The Shallows (2016)

shallows

Once again, it’s time to not go into the water. Move aside Bruce from ‘Jaws’ because this big guy seems to be peeved and stalking shallow waters making life difficult for a holidaying Texan. The threat keeps at a unnerving high for the most part if not sadly dissipating during the last act.

Medical student Nancy (Blake Lively) is travelling to a secret beach where her mother once sat pregnant with her. She’s there to surf but soon the water becomes a dangerous place as a blood-thirsty great white shark circles the shallows. There’s only a buoy or mass of rocks for Nancy to survive on and the waiting game grows worryingly tense.

After glimpsing a Spielberg like opening that establishes the setting and menace to come, we meet young American Nancy who had hoped to spend a beach day with her friend but now gets some alone time after the mate bails. She’s a fine enough character, enough in the sense that you like her and do root for her which is all a survival thriller film can ask for.

Jaume Collet-Serra uses his mix of horror and thriller directing background well to give this movie enough suspense and bone-rattling unease as we sit waiting for the inevitable beast to strike. Sharks get a bad rep, none truly seek killing humans as a sport so we know this predator is bad news when it actively hunts down surfers for food and that means poor central lady Nancy is on the menu. Collet-Serra ensures that the majority of the film has a taut feel and the stunning location captured by Flavio Labiano ends up becoming sun drenched yet scary.

It’s an interesting watch, just for the fact alone of watching this capable woman suffer yet attempt to stay strong and smart in a situation most, if not all of us would fail in. That adrenaline of survival is always an entertaining watch because it makes us ask “what if?”, what if I ended up in that problematic scenario and that’s the power of good cinema, to immerse the audience which this film does well.
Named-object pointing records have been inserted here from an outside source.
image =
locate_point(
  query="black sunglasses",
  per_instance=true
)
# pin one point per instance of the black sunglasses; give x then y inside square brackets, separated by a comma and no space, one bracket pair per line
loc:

It’s a gimmick and been done in other ways before, but I quite liked the use of social media pics and video call communication appearing on the screen, like visual bites helping the movie look a little glossy and different before the watery kick of danger sets in. The other characters however small are also interesting enough in how they advance or break apart the hope of Nancy’s survival. Oh and I can’t do this review without mentioning the awesome and somewhat cute sidekick of the summer: Steven Seagull.

On the weaker end of the scale, the final act is messed up by an over use of CGI, from glowing jelly-fish which somehow appear just to help Nancy against the shark, and the shark itself gets seen to much. Like the curse of fake looking Bruce from the classic 1975 feature, this villain becomes an almost laughable vision as it attacks more and more. Also, the end in how stuff is resolved feels way less than solid than everything that came before.

Blake Lively aka piece of meat on some rocks is brilliant in this. I don’t believe I’ve seen her in anything else so this has made me hope to see her in other projects because as a near solo movie she carries off the plot greatly. The emotion and weakening progression is truly felt as she makes Nancy scrape and bleed through the ringer.

Begins well and has a meaty, tense middle but a lot of lucky moments and a weak ending gives the film a general popcorn, silly feel which is not a bad thing, just I felt the film could have been grittier and better.